1.4.3 Approaches to developing and maintaining OH knowledge
The most common methods OH providers used to develop and maintain knowledge were training, attending conferences and events, accessing journals and research papers, and informal networking and knowledge sharing. Many providers had a genuine motivation and felt a responsibility to stay up to date in the field, viewing this as a necessary part of providing a high-quality service.
Few providers had specific systems for developing and maintaining knowledge; most just pointed to regular attendance at conferences, keeping up with journals and guidance, and seeking to develop their knowledge as and when needs arose. A few providers referred to clinical staff keeping up to date with their continuing professional development (CPD) requirements, although this was managed by the individuals themselves.
Engagement with the wider OH sector was commonplace, with a general recognition that keeping in touch with other providers was a valuable practice. This mostly tended to be on an informal basis, likely facilitated by the relatively small size of the OH sector.

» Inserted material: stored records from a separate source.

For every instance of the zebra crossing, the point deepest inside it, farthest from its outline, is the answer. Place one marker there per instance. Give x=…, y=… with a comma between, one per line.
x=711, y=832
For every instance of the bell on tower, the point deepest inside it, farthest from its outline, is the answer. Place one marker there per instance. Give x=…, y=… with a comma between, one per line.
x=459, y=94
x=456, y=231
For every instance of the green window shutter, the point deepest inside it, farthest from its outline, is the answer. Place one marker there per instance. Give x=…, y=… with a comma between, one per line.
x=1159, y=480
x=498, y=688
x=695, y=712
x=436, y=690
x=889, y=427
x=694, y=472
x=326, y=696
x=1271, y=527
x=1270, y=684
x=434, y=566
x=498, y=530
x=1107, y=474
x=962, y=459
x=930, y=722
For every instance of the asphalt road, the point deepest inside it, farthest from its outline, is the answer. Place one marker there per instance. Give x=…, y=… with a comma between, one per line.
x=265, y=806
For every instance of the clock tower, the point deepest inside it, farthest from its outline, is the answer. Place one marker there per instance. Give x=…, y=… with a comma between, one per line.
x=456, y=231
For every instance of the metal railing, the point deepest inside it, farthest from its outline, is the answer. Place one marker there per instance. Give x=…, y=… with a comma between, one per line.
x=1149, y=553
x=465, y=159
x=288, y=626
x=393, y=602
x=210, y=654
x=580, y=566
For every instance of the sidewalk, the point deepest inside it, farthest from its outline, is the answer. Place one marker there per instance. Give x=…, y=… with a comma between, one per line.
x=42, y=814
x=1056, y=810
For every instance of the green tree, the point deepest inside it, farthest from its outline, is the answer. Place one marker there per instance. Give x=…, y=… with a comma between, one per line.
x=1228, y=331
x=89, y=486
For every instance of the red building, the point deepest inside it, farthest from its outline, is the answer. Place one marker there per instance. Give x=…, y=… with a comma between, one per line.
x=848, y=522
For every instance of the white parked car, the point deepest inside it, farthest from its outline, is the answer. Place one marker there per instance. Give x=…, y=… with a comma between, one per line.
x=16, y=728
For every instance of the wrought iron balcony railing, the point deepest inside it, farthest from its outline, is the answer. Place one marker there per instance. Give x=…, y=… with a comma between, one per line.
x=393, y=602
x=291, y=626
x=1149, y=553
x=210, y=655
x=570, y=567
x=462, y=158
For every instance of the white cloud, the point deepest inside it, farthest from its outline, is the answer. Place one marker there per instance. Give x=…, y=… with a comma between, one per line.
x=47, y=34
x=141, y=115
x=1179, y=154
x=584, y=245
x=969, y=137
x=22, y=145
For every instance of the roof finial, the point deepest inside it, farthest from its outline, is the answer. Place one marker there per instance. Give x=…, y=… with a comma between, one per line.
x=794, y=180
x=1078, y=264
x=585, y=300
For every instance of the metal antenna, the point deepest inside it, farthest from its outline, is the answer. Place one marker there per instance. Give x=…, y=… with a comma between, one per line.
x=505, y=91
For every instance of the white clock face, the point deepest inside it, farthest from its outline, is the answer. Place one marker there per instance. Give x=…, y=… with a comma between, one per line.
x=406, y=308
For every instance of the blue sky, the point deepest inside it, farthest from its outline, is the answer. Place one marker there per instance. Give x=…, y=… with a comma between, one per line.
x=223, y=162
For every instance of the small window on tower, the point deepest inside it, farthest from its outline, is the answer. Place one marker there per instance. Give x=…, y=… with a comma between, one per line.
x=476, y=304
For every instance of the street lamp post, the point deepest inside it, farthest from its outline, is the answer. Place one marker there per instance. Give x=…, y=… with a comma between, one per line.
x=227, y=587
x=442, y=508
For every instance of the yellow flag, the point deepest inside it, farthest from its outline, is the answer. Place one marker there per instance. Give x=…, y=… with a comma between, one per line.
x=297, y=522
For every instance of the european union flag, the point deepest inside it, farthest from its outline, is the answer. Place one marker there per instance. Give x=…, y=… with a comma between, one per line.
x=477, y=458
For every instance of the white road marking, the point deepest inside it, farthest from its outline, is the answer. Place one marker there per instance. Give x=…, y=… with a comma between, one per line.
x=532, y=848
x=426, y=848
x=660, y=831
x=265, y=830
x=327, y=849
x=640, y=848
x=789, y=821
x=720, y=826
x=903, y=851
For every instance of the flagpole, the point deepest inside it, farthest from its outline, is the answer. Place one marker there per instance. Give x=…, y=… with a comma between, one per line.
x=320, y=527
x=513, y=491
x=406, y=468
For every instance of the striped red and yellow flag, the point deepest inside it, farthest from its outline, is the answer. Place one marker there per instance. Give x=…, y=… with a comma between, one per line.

1.4.4 Challenges and barriers to developing and maintaining knowledge
Similar to innovation, the main challenge providers faced in developing and maintaining knowledge was balancing this with day-to-day service delivery. This was particularly notable in relation to attending conferences, events and external training as these not only required time away from core activities, but also usually cost money for attendance and travel (the frequency of these events taking place in London causing additional strain for providers based some distance from the capital). A few providers also cited as a barrier the focus within the sector on learning for staff with clinical backgrounds, leaving non-clinical staff with fewer networks and resources to tap into.
Few providers had identified specific ways of overcoming these challenges and barriers. There was a sense that such barriers were inevitable and hard to overcome, although one provider had found it effective to schedule dedicated time for knowledge development into monthly workloads; while another had reduced the expense of conference attendance by offering to speak at them.
Again, providers felt that solutions to the wider challenges facing the OH industry, such as addressing the lack of qualified OH professionals, would be most helpful in overcoming barriers to knowledge development. Providers also suggested financial grants for training and knowledge development; and an opening up of existing networks to non-clinical staff. They noted that regional or local networks and events may be of some benefit too, but these were not without their own challenges.